Puedes usar el LTS25-NP o un ACS750 y un oamp como el LM358N


----------



## Christian B (May 13, 2009)

Una solución como la que te recomienda Kuropatula, sería colocar un transformador de 220V a 3V y unos 20W, y conectar el bobinado de 3V en serie con la máquina.
En la bobina de 220V del transformador, vas a tener una salida que podés utilizar para disparar algún indicador.
Si el bobinado de 3 V tiene demasiadas vueltas ( si la máquina es verdaderamente sensible) podés pasar unas 5 vueltas de alambre grueso encima del núcleo magnético y probar.
Te adjunto un diagrama para darte una idea ( hay que modificarlo y agregarle por ejemplo un vúmetro  o voltímetro de leds para ver cómo reacciona)


----------



## zaiz (May 13, 2009)

Aquí otro wattímetro del mismo tipo:


----------



## fernandob (May 13, 2009)

no era que un transformador comun de lso de nucleo de hierro no sirven para altas frecuencias como 8Khz ?
son para 50 Hz ?


----------



## Christian B (May 14, 2009)

Si, pero es posible que la soldadora que menciona sea una inverter, y que en realidad los 8 Kz son la señal de salida, y la corriente que toma sea más parecida a un rectificador común.


----------



## kuropatula (May 14, 2009)

Gracias Cristian B, pero no me refería a eso.
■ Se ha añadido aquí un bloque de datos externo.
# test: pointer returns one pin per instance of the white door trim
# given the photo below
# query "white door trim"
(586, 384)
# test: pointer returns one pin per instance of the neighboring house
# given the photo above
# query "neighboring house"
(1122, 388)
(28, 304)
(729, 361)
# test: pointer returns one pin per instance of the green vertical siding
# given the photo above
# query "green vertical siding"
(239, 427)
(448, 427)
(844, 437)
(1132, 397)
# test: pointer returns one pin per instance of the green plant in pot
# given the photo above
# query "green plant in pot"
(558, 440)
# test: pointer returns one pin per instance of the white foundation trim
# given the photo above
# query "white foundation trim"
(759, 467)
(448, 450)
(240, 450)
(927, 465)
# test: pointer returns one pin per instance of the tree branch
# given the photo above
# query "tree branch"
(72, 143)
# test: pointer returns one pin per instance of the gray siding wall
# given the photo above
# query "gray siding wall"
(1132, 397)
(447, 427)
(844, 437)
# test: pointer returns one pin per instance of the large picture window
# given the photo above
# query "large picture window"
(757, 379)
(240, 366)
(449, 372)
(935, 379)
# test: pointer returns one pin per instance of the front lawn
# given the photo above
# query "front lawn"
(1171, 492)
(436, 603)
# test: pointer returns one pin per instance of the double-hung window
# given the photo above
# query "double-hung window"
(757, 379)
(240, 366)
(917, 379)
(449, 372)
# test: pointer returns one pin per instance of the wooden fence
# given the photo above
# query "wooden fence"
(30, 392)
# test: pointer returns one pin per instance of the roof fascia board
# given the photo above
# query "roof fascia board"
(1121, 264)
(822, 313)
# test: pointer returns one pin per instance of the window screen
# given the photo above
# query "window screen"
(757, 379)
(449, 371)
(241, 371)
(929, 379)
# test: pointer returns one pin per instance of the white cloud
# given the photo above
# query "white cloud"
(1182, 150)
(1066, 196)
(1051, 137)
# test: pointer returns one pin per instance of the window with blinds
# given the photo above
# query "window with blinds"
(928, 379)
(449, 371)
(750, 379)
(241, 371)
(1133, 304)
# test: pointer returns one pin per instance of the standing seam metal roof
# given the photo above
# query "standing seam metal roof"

Tu solución también sirve, pero usa un transformador de voltaje. Yo me refiero a un transformador de corriente.


----------



## zaiz (May 14, 2009)

kuropatula dijo:
			
		

> Gracias Cristian B, pero no me refería a eso. Tu solución también sirve, pero usa un transformador de voltaje. Yo me refiero a un transformador de corriente.


En el .doc de Cristian dice que lo están convirtiendo a transformador de corriente:

Así dice el documento:
"El transformador es uno común de voltaje, al cual se le han dado dos vueltas con uno de los cables de alimentación de red alrededor del núcleo, *convirtiéndolo en un transformador de corriente* (el primario original del transformador está sin conectar). *O bien, puede utilizar un transformador de corriente* especialmente diseñado para tal fin"
----------------------------
Por otro lado, el que puse yo es uno parecido pero más fácil de armar y sólo lo subí para complementar el tema. No lo ofrezco como solución, sino como una alternativa.

.....................

Ahora que si alguien tiene otra solución (o parecida) en diagrama, sería bueno que la suba para verla.


----------



## kuropatula (May 14, 2009)

Ah, OK. No lo leí. Te pido disculpas Cristian B.

Saludos


----------



## Christian B (May 14, 2009)

No hay problema!
Acá te adjunto una posible disposición.
Utilizando el indicador en punto móvil, podés hacerle una alarma de baja y hasta de sobre corriente. ( aprovechando las salidas de los leds


----------